I wanted to spare my instructor the pathetic “drunk walk” trying to keep my balance around the pole so I asked her, what to do? “Go home and clean your house”, she said. Ok, I thought, but my house is already pretty spotless (yes, I’m a neat freak). She quickly added, “Do things you normally do in your heels to get comfortable in them and before you know it, they will feel like slippers.”
She was right, after scrubbing floors, swiffering, vacuuming, scrubbing the bathtub for a few days in my clear heels I was a pro. My boyfriend was in heaven for a week: a girlfriend who served dinner in a pair of clear heels. It didn’t take long until I swung around the pole in my platforms feeling sexy and cool.
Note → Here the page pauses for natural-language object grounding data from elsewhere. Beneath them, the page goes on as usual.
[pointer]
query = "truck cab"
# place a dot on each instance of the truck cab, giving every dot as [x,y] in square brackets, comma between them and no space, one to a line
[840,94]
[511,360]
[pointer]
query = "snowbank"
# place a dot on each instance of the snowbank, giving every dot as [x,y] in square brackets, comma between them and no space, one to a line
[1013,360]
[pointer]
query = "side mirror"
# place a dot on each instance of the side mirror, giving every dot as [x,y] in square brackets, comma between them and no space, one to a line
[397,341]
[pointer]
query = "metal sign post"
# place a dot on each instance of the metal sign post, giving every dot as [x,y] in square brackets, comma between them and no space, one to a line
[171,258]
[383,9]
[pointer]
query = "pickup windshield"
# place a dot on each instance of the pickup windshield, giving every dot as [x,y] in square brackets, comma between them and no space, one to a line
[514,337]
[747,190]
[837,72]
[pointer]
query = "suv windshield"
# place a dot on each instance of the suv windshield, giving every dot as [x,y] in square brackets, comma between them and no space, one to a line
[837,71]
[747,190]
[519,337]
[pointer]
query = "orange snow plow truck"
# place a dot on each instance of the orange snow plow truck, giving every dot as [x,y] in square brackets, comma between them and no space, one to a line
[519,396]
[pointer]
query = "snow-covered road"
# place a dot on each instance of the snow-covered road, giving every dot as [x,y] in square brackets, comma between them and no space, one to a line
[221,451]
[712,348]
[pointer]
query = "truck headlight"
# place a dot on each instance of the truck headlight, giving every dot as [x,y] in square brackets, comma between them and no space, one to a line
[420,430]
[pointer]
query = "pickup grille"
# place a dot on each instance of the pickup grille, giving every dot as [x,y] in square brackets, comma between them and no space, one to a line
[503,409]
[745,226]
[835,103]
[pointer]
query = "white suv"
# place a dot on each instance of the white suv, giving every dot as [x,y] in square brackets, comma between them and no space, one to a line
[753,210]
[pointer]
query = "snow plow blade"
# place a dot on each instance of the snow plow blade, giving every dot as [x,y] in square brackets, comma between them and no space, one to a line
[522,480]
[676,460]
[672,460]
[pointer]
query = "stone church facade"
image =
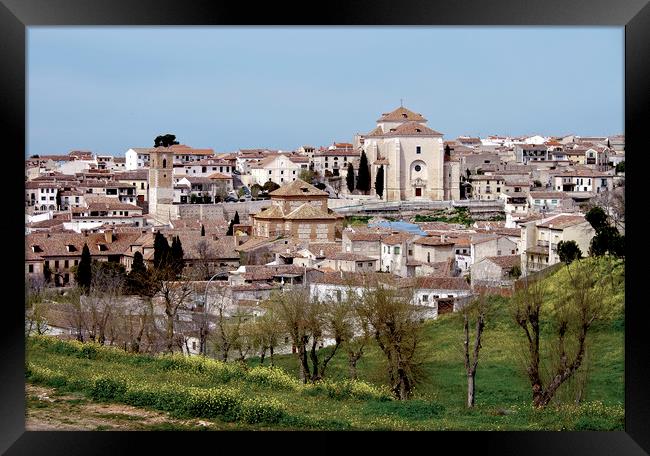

Ever since, I’ve grown to love wearing heels whenever pole dancing.
But just because I’m a heel fan doesn’t mean that everyone is. Some people have emailed the USPDF to ask why they make the competitors wear minimum 5-inch heels in the compulsory round. I asked the founders, and this is what I got:
“USPDF adds on elements such as movement criteria and costume requirement in order to challenge to the competitors. And it is the challenge that makes competition. If there were no guidelines, rules or regulations it wouldn’t be a competition.
They’re also not trying to deny the origin of pole dance having roots in exotic dance clubs where high heels are common. And most dance styles keep one or more elements of its original idea although the idea might have shifted throughout time from being functional to technical, or simply aesthetic. Just like ballet kept the tutus, and hip hop the sneakers, and belly dancers bare bellies, USPDF insists on keeping the high heels.”
Although I never questioned it before, but I think it’s a great idea of the USPDF to include the heels! I never thought about heels actually having a significant history in today’s pole dancing, which I’m happy to embrace (in all different colors and heights). So therefore, I’m going to go home and proudly hang my first pair of platform heel next to my pointe shoes on the wall as a reminder of my first pair of “pole dance shoes.”

Heels for sure…its part of why I love pole dancing so much. It becomes a contest to see who can find the cutest pair of high heels among all the students/instructors at the studio!
I’m with ya on this one! I love Ellie heels and am always searching for new cute ones.